By knowing the set of three vectors is linearly independent, we understand that the 3rd column vector cannot be composed as a linear mix of the an initial column vector and the second column vector. That is, there do not exist $c_1$, $c_2 \in \carolannpeacock.combbR$ such the $v_3 = c_1v_1 + c_2v_2$. ($v_i$ is mine notation because that the $i$-th pillar vector.)

Similarly, we recognize $v_2$ cannot be composed as a linear combination of $v_1$ and $v_3$.

We likewise know $v_1$ can not be created as a linear combination of $v_2$ and $v_3$.

That is what is intended by the $3$ vectors being linearly independent. You can"t write any type of one of them as a linear mix of the others.


re-superstructure
mention
follow
answered Sep 19 "14 at 17:52
*

laymanlayman
18.5k33 gold badges3131 silver- badges8282 bronze badges
$\endgroup$
add a comment |

your Answer


Thanks because that contributing solution to carolannpeacock.comematics ridge Exchange!

Please be sure to answer the question. Administer details and also share her research!

But avoid

Asking because that help, clarification, or responding to other answers.Making statements based upon opinion; back them up with recommendations or an individual experience.

Use carolannpeacock.comJax to layout equations. Carolannpeacock.comJax reference.
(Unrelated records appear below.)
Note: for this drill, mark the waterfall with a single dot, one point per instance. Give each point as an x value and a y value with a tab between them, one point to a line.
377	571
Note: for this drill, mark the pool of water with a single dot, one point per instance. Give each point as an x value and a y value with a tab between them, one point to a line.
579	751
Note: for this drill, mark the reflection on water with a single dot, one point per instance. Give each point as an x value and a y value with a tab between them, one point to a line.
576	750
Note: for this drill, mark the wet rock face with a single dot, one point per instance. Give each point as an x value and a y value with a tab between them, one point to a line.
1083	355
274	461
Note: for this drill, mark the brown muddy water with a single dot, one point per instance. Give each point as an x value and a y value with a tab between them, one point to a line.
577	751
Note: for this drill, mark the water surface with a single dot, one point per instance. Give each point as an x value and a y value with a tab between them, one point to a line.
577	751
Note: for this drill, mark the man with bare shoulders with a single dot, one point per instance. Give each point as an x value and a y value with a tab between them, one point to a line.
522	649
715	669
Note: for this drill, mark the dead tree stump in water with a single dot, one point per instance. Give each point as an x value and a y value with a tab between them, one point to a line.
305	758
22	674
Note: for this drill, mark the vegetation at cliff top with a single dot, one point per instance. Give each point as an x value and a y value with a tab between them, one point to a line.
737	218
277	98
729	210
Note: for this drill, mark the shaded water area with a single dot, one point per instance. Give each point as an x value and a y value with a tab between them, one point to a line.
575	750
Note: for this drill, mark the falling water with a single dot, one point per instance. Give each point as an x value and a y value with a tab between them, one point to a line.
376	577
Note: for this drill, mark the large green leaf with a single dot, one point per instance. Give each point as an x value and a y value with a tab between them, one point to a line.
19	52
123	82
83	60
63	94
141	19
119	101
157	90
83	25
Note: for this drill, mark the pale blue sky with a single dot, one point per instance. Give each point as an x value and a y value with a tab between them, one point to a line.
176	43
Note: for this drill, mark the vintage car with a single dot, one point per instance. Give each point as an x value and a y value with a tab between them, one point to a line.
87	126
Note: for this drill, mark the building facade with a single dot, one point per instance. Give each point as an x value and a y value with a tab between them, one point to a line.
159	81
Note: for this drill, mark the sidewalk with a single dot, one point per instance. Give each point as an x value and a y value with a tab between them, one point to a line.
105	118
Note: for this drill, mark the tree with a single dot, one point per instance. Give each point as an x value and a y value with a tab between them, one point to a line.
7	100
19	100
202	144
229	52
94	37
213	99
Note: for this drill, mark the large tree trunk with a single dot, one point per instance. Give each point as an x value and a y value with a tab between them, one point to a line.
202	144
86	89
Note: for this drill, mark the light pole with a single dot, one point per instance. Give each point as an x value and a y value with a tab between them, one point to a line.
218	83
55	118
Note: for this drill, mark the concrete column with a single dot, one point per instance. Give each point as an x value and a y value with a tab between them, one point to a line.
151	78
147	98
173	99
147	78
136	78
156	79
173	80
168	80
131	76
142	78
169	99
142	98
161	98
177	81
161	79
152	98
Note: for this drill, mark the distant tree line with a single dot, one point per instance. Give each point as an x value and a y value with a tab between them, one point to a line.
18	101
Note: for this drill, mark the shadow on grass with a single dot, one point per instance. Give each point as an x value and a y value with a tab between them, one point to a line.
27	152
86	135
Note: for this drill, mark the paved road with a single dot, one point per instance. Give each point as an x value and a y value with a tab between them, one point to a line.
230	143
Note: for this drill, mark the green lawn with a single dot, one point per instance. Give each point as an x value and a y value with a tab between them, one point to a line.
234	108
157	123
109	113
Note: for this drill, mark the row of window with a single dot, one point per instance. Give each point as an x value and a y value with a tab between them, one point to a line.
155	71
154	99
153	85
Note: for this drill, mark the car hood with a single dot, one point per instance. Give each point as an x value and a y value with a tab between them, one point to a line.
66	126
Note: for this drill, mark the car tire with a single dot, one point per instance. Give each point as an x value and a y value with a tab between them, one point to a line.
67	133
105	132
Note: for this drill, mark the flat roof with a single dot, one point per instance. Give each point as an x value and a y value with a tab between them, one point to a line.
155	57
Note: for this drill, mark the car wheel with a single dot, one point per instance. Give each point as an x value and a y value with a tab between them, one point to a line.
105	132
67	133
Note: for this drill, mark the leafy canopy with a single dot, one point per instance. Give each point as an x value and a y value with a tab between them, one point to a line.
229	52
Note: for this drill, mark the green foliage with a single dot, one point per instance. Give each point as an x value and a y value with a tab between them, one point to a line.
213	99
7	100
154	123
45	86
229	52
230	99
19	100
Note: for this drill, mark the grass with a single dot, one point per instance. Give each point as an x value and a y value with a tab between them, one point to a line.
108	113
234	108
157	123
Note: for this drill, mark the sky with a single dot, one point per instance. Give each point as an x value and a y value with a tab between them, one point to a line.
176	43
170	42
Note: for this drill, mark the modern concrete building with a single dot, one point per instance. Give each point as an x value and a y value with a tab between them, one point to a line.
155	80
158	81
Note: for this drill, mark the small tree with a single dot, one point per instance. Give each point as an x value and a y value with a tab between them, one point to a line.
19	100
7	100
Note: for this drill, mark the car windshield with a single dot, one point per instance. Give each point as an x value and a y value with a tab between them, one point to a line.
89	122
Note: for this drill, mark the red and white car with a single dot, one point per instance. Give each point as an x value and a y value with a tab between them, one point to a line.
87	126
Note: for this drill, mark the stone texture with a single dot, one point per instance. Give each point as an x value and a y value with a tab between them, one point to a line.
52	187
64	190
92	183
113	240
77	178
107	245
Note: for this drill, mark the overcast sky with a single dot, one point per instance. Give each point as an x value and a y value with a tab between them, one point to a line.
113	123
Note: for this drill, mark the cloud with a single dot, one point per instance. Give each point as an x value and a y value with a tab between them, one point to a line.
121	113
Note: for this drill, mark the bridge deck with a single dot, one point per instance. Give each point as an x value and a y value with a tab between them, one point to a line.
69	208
To find out more, view our advice on writing an excellent answers.

See more: What Proof Leads To Elizabeth’S Arrest, Elizabeth'S Arrest


Draft saved
Draft discarded

Sign increase or log in in


sign up making use of Google
sign up making use of Facebook
sign up making use of Email and Password
send

Post as a guest


name
email Required, however never shown


Post together a guest


name
email

Required, however never shown


short article Your price Discard

By click “Post her Answer”, friend agree come our regards to service, privacy policy and cookie plan


Not the prize you're feather for? Browse various other questions tagged linear-algebra or ask your own question.


Featured top top Meta
Visit conversation
connected
5
Is thi collection of vectors, $\(2, 1), (3, 2), (1, 2)\$, is linearly dependent or independent?
3
room these vectors live independence or dependent?
3
Showing straight dependence in a matrix
3
Why doesn't transposing matter?
4
Linearly independent and also dependent columns
1
identify Linear independence of the provided matrix
1
How precisely does elimination uncover linearly dependence rows the $A$ (in $AX=b$)?
1
link of linear mix and straight dependent and linear live independence
1
straight independency in a matrix
4
exactly how do we decide even if it is to visualize a matrix with its rows or columns?
warm Network questions more hot inquiries

concern feed
i ordered it to RSS
question feed To subscribe to this RSS feed, copy and also paste this URL into your RSS reader.


*

carolannpeacock.comematics
company
ridge Exchange Network
site architecture / logo © 2021 ridge Exchange Inc; user contributions licensed under cc by-sa. Rev2021.9.9.40167


carolannpeacock.comematics ridge Exchange works ideal with JavaScript permitted
*

her privacy

By click “Accept all cookies”, you agree ridge Exchange have the right to store cookie on your an equipment and disclose info in accordance through our Cookie Policy.